I do know what my end goal is for Weight Watchers. I want to weigh 125lbs or thereabouts. But I have no idea what I'll look like at 125lbs or how I feel. The problem is kind of twofold: I feel great about myself and my body now more than I ever have in my life before. It's not perfect but these past few months have been about loving my body the way it is in its current state. I love the fact that I've really grown into a well-rounded person with lots of different interests & hobbies that I'm not ashamed to geek out about (even though I know I'm still discovering/creating who I am as a person). It's not like my end goal is to change who I am as a person. I just want to be healthy and happy but I'm still trying figure out if the two can even go together...
With all of that being said, I feel like there is no specific end in sight. Any time I've tried to put a deadline on my weight loss, it just stresses me out and I end up disappointing myself. I don't foresee myself making it to my goal weight by the end of this year but I also don't have anything that I absolutely NEED to lose weight for by a certain time. And I don't have any big, grand plans that I can do when I make it to my goal weight. It's not like I'm going to treat myself to a trip when I make it to goal weight. I'm just not. So I literally have ZERO motivation to keep losing weight and that's starting to become my biggest hurdle, especially since I'm so content with how I look & feel now.
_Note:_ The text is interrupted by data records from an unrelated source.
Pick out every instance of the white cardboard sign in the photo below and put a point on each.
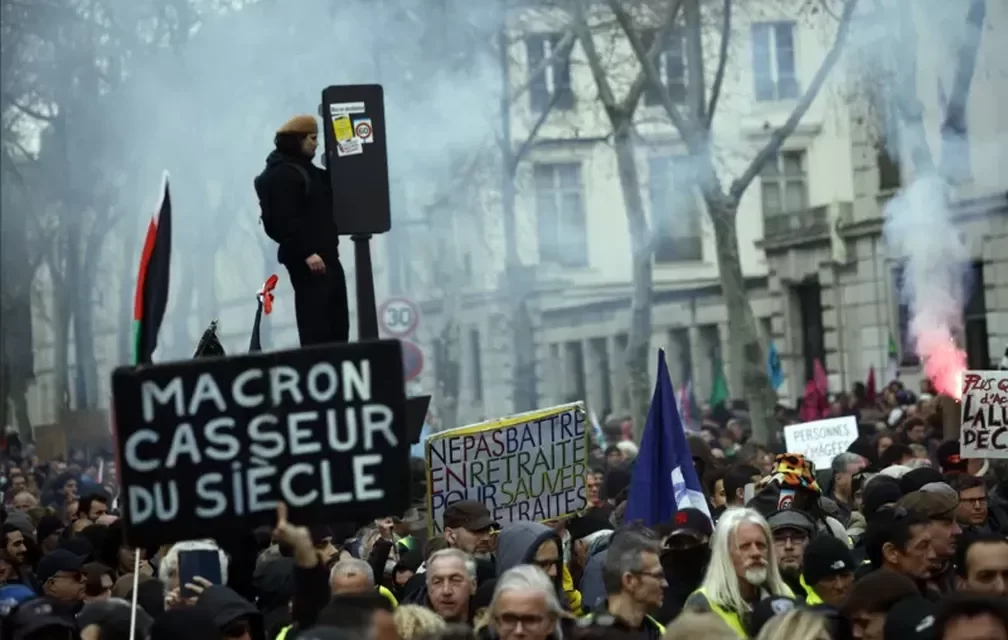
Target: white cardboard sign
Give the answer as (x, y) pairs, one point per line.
(822, 440)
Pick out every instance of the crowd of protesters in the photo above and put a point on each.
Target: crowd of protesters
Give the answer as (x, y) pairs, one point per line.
(899, 539)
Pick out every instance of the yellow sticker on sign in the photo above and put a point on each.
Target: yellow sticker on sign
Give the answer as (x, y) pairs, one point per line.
(343, 128)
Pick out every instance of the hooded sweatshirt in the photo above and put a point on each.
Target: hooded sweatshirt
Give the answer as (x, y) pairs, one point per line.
(517, 543)
(593, 590)
(227, 606)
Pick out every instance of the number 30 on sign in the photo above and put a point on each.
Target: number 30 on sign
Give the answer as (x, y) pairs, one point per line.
(398, 316)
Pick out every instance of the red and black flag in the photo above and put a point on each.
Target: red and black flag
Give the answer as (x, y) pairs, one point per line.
(264, 296)
(152, 280)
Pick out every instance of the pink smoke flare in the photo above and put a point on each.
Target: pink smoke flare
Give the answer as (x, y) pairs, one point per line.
(943, 362)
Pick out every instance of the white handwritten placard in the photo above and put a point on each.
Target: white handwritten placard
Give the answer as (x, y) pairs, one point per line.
(822, 440)
(985, 414)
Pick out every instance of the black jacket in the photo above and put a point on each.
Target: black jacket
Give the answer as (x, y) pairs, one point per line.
(227, 607)
(300, 214)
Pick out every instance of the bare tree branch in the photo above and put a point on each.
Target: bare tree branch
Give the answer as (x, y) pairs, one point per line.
(689, 134)
(719, 75)
(584, 33)
(641, 82)
(31, 113)
(780, 134)
(560, 52)
(533, 133)
(696, 88)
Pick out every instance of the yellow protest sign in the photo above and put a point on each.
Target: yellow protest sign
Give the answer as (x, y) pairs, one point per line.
(525, 467)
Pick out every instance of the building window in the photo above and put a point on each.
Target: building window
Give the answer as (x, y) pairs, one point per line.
(554, 80)
(575, 353)
(671, 65)
(784, 184)
(975, 322)
(477, 364)
(559, 208)
(773, 61)
(907, 356)
(675, 212)
(808, 295)
(399, 269)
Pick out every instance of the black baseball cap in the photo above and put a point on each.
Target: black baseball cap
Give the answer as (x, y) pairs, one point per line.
(910, 619)
(690, 521)
(769, 608)
(55, 561)
(950, 458)
(39, 615)
(791, 519)
(470, 515)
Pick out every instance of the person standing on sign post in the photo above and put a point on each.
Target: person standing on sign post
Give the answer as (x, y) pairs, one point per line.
(296, 204)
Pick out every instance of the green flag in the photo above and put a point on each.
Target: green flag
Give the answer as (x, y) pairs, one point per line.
(719, 390)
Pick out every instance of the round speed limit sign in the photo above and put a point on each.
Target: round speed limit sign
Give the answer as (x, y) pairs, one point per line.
(398, 316)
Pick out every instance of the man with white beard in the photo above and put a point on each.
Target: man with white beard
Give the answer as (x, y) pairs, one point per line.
(742, 571)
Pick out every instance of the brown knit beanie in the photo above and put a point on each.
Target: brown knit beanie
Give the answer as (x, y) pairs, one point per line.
(304, 125)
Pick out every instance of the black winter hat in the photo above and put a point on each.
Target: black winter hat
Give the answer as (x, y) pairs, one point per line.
(47, 525)
(914, 479)
(826, 556)
(615, 484)
(910, 619)
(880, 491)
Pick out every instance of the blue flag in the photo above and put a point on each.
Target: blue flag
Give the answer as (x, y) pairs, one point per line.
(773, 368)
(664, 480)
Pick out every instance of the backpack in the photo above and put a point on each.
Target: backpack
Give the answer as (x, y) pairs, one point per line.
(267, 218)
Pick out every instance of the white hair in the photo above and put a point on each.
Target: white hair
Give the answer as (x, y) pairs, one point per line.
(591, 538)
(529, 579)
(894, 471)
(454, 554)
(350, 566)
(721, 583)
(169, 563)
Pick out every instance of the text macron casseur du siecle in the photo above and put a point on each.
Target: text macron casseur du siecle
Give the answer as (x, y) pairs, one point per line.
(530, 471)
(279, 427)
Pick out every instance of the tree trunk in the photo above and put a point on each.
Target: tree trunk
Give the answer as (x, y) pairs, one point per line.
(744, 345)
(84, 349)
(639, 335)
(449, 374)
(84, 316)
(518, 285)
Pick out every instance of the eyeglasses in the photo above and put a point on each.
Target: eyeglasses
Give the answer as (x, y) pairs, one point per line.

I realize this post has been all over the place but it really has helped me to sort through some of my thoughts. I think the biggest thing is that I need to make some sort of motivation for myself. It needs to be something unattainable until I reach my goal weight. It needs to be something awesome but reasonable. I think I need to go back to focusing on the little milestones like losing 5% of my weight then 10% of it, etc. Like, 5% of my goal weight is 8lbs. It actually seems like a lot considering how slow I've been losing since I've lost so much weight. It's doable but I know I'll get frustrated because I used to be able to lose 8lbs in month. If I can lose 1lb a week (like I had originally planned to do), then I would reach it in two months which is awesome.
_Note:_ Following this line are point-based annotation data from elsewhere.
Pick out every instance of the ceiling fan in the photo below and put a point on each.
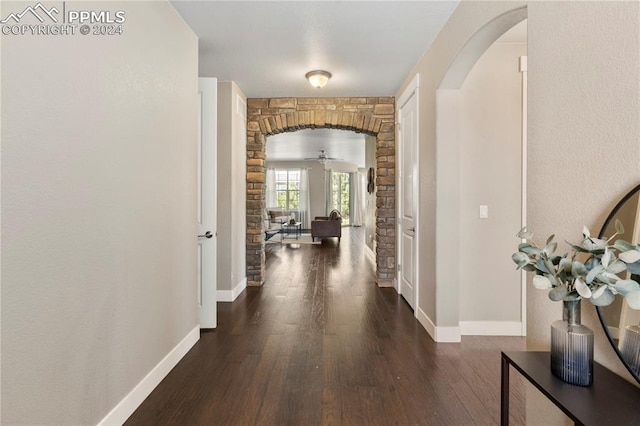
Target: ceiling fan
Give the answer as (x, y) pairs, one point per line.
(322, 158)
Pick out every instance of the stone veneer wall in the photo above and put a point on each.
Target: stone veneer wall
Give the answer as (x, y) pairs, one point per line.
(373, 116)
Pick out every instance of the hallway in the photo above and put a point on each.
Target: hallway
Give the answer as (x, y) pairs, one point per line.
(319, 343)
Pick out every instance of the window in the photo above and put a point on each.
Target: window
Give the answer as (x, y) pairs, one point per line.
(288, 189)
(341, 194)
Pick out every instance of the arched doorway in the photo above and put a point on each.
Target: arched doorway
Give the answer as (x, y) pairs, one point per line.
(448, 209)
(374, 116)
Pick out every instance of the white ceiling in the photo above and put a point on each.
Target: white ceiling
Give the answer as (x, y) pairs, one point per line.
(340, 144)
(267, 47)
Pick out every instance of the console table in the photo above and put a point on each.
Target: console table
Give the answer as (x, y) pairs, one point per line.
(611, 400)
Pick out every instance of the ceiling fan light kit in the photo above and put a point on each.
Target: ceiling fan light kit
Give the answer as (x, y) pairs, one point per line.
(318, 78)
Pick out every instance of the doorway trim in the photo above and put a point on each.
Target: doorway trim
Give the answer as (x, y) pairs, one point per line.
(370, 115)
(412, 91)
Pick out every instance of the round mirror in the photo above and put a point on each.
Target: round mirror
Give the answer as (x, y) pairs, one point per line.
(621, 323)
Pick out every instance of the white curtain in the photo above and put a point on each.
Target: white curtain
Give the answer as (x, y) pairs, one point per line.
(270, 195)
(328, 192)
(305, 200)
(357, 198)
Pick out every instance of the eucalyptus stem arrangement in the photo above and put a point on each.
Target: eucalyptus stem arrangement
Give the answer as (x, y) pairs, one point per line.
(590, 270)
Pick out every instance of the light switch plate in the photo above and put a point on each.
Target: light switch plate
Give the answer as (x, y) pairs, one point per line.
(484, 212)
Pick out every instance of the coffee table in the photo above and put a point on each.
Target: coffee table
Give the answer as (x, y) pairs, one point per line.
(291, 230)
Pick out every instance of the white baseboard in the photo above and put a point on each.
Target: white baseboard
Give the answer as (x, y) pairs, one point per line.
(231, 295)
(438, 334)
(121, 412)
(491, 328)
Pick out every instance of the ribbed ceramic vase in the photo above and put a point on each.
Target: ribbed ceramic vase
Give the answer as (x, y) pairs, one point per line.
(630, 347)
(572, 347)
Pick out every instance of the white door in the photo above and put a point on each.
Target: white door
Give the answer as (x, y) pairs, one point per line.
(207, 158)
(408, 179)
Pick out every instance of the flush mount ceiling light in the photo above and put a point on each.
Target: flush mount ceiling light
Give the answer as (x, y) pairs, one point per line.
(318, 78)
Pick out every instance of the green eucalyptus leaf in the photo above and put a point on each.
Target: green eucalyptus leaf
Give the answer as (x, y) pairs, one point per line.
(550, 267)
(593, 273)
(592, 263)
(555, 259)
(531, 251)
(582, 289)
(565, 265)
(633, 300)
(604, 299)
(540, 266)
(607, 258)
(578, 269)
(623, 246)
(594, 245)
(631, 256)
(577, 248)
(558, 293)
(616, 267)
I may also stop using My Fitness Pal. I know that WW works and sometimes logging my food twice in a day can be rather troublesome. I don't know, so don't quote me on that because I'm sure I'll go track my food on MFP for my work week when I'm done typing this post up. It's just a thought. I do know that I'm going to back to finding out my weight every week. Even if it's giving my phone to my mom who tells me whether I've lost, gained, or stayed the same. As long as I can have an indicator of how I'm doing because I need to reality of my weight going up to snap back into the reality of how easy it is to go back to my starting weight. And that's not some place I want to be ever again.